Leigh held him tight. “This was how it all started, Niles. You wanted the hounds to start having children again and for the children to bring you closer to being human. You wanted this and now you have it. And I want it.”

“I made assumptions,” Niles said. “I chose to believe what seemed logical, that with human women we could not only reproduce again, but both woman and child would live and we could have what we’ve truly wanted—to become closer and closer to being the humans we were born to be.”

Leigh made him look at her. She held his head with both of her hands. “I’m not surprised you’re behaving like this. I don’t know what’s changed but you completely stopped talking about us having children. I was afraid to tell you. This should be the happiest moment in our lives but I’m afraid of your anger.” She was close to tears but blinked them away.

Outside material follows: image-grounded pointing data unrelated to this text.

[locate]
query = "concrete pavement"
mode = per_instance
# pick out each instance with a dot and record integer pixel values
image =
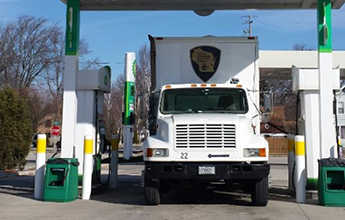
(127, 202)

“You will never be afraid of me,” Niles said, at the same time struggling to keep his voice from rising. “Never, do you understand me?”

Leigh didn’t answer.

“What changed for me is that all I care about is having you with me. If all the calculations were wrong and you can’t carry this baby safely…and I lose you…” He turned her until he could hold her against him. “It’s you I want. I don’t care about anything else.”

Gently taking hold of one of his hands, she pressed it to her belly. “Don’t say you don’t care about this little one. The baby needs your love, too, and your care and guidance when the time comes.”

Stroking the little thickening at her middle, he rested his head against the wall. Leigh watched his expression go from confusion, to pain, to desperation.

“I want to hold our child, love it, care for it, but only with you beside me.”

“I will be beside you.”

“Leigh.” He stared into her eyes. “If the child begins to sap you as the female werehounds were sapped. If I can tell you are fading, I—I will do whatever I have to do. If there is a choice to be made, I won’t wait. I’ll choose you.”